I went into my office for the first time in 18 months. The university set up a mandatory ‘return to work’ Moodle course last summer, but the requirement to work from home was only lifted on 1 September.
It was a warm, sunny day, possibly the last warm, sunny day of the year, since autumn has already chilled the air and shortened the days, and I was restless after yet another day working at home alone. I didn’t really need to go shopping, again, and I’d already been for a run, but I needed to go out into the world, again.
None of my immediate colleagues have any plans to return to the office any time soon, and I expected to be the only person in the building. I wasn’t going to work, just to look, to revisit a taken-for-granted life that had ended suddenly on 23 March 2020. What had the old me left behind? I knew there was a bag of dance clothes in my drawer and it was possible that my ballet shoes had grown mushrooms in my drawer. I’d bought a new pair, online, about a year ago, in a short-lived attempt to do barre practice at home.
The street door was locked, and I couldn’t get the key to fit. A university employee in a monogrammed shirt stopped and asked if I needed help.
‘I’ve forgotten which key goes in the front door. It’s been so long.’
He grinned, and only then remembered to ask if I was a university employee. (Would I be breaking in with a key?) He didn’t ask to see my card.
The lobby was dark. Three different hand sanitiser dispensers stood in one corner, one mounted on the wall. Carefully spaced arrows and outlined footprints had been stuck on the floor and up the stairs. In last summer’s Moodle, staff had been instructed to follow all the new instructions about how socially distance while moving around buildings. Last summer, the estates staff had gone around and set out adhesive footprints and sanitiser stations in preparation for the big return that had turned into another lockdown.
Even though I was obviously the only one in the building, I sanitised my hands. The first dispenser I tried was empty.
I thought I’d feel some spark of emotion on unlocking the two doors that led to my inner office, a former professorial sanctum, but the eighteen months suddenly shrank into no time at all.
Everything was tidy, just as I’d left it, no Miss Havisham cobwebs or layers of dust. I keep a neat desk. The only sign of expired time was that some of my Vietnam postcards, stuck to the wall over my desk with Blu-Tac, had fallen off.
I already worked three days at home back in 2019-2020, and I don’t remember the last day I came into the office.
My various workplaces have often seemed places of paid incarceration and I wouldn’t say I missed my office, which mostly belonged to the professor (now retired), but I miss being around other people. As much as I love my home, I also need to be out in the world, and for me, as for many people, work is how I engage in the greater world beyond domesticity and friendship. Being on an institutional email list isn’t enough.
There was no reason to linger. I took a few books, my unsprouted ballet shoes and an almost full box of Superdrug lens wipes (bingo!) and left, locking up the deserted department building behind me.
On the way down the hill, towards M&S, I passed a woman at a camp table, set up on the strip of park between the car park and the row of Victorian villas owned by the university. The table was covered in little potted spider plants, advertised at £2 each. She was sitting on a camp chair and reading a book.
‘Do they need sun or shade?’ I asked.
I have more shade than sun in my flat, although in those full summer days back in July, the light singed the asparagus and maidenhair ferns in my deep bathroom windowsill.
‘They don’t really mind,’ said the woman. ‘They’re not fussy.’
I can find space for one small spider plant, especially if it’s not fussy.

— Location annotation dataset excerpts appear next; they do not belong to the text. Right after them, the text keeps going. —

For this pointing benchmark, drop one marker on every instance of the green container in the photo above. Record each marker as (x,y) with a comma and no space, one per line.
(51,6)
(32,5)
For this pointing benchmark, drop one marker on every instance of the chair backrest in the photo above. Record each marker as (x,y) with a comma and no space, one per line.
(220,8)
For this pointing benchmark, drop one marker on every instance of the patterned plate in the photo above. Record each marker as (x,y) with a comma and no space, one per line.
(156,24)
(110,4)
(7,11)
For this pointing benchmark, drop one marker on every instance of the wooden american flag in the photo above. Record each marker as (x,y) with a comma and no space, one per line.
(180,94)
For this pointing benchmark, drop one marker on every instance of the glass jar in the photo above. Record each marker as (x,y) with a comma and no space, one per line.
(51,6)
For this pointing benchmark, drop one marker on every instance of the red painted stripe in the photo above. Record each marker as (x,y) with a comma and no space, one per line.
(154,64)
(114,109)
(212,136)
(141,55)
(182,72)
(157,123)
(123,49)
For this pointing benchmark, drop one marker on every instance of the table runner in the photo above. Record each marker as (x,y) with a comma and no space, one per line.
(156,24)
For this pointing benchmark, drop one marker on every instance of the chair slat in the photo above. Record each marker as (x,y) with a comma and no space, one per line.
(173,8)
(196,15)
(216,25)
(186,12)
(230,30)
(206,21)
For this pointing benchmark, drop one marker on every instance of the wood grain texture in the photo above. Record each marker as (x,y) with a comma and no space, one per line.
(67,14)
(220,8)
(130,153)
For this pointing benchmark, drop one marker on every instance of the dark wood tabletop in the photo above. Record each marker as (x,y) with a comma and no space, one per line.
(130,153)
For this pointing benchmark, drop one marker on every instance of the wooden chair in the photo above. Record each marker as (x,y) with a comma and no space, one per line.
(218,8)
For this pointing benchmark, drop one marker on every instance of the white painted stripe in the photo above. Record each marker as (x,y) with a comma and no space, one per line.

I said I’d been in my office for the first time in eighteen months and she rolled her eyes.
‘I’m so sick of Zoom!’
The experience of the pandemic has been both universally shared and personally specific. Zoom has become shorthand for the shared experience of lockdown office work, even for those, like me, whose Zoomage has been very low.
As I neared my building, I passed the corner tenement where a black and white cat often sits basking on the window ledge. A week ago, I saw flyers bearing its photo, proclaiming Zozo to be missing and requesting help in his return.
Zozo is the third cat who has gone missing in this part of town in the last month or so, after Sophia, who swam across the Kelvin, and beautiful Bagheera the black bandana cat, whose feline portraits have adorned multiple lampposts and rubbish bins. I’d thought of the security guard down in Brighton, obviously mad and evil, recently convicted of killing local cats, and feared the worst.
A few weeks ago, I’d seen two young women coming out of Bagheera’s house and missed my opportunity to ask if she’d come home. The signs have been taken down, but I haven’t seen her, so I think the answer must be no.
An elderly lady was sitting in the narrow garden outside Zozo’s house, in a suntrap arbour chair I’ve often envied as I walk past.
‘Have you found Zozo?’ I asked.
Her eyes took a minute to focus on the stranger on the other side of the fence.
‘Yes, he’s back. He was in a garden across the road. The people rang me.’
I told her about the other missing cats and said I was glad she had Zozo back.